The regular and distinct phases of the moon have made it a convenient and fascinating timepiece throughout history. The waxing and waning of the moon formed the basis of many of the most ancient calendars. The lunar cycle is approximately thirty days long and the English word for "month" and it's cognates in other Germanic languages originate from "the moon"; Germanic cultures relied on lunar calendars before any solar one. The oldest depiction of the moon is thought to be a rock carving at Knowth in Ireland, some five thousand years old.
In some ancient cultures, the moon was personified as a deity or supernatural entity. It has a long association with hopefulness and luck but also with emotions, irrationality and even insanity. The word "lunacy" obviously derives from the Latin name for the moon; even Aristotle, who wasn't short on marbles himself, believed the water component of the human brain must be affected by the moon's tidal power. Today, it's understood that the moon's gravity is too slight to affect an individual's brain function. Tales of increased accidents, homicides, suicides and psychiatric admissions at full moon persist but with little or no consistently supportied evidence. Certainly the euphoria and despair ill-met by moonlight on the Lewes Road most nights owe more to the influences and addictions of this world than the orbit of any satellite.
The full moon has always been emotive for me because it is simply beautiful, as distant and mysterious as it is predictable and symmetrical. My mother used to have me make a wish on the full moon, always starting "Dear God"; wishes, prayers all headed in the same direction. She also told me to turn coins over in my pocket at the new moon for prosperity. Walking down the main road in the first hours of the new day, I couldn't see the big moon for clouds and houses, but I did find the baby moon of a ten pence piece twinkling on the damp pavement.
The moon is a benign companion, to children, drunks, dreamers and doers. It's constancy and luminosity assuage childhood nightmares and adult loneliness. The magic of the night is part romance and part uncertainty and moonlight and moon-shadow will paint pictures that the day cannot sustain. As with everything serenely beautiful, it has an inexorable power, enough to pull the oceans from one shore to another. James Joyce spoke of the moon's "inscrutable tranquility". The same moon that appears to keep pace with me on my walks home at night along the Level will be lingering along with lovers by the Seine or guiding a lost backpacker somewhere unpronounceable. Even when we see the moon wane, it's size and shape remain perfectly the same. Every night, the moon is, generally, where we left it, just like our dreams.

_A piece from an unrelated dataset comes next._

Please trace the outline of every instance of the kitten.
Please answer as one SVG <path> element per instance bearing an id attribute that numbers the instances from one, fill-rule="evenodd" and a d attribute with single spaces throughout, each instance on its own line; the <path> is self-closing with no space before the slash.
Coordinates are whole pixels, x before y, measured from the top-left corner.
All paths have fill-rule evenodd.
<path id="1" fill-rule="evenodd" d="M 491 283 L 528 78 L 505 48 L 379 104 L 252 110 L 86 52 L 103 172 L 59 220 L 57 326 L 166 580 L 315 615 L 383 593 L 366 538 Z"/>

"Three things cannot be long hidden: the sun, the moon, and the truth." 

Starlings across the full moon at Brighton pier...

... and my own less spectacular photo of the this week's supermoon over my street. 

"Clair de Lune" ("Moonlight")  Claude Debussy

"Sometimes weak and wan, sometimes strong and full of light. The moon understands what it means to be human.
Uncertain. Alone. Cratered by imperfections."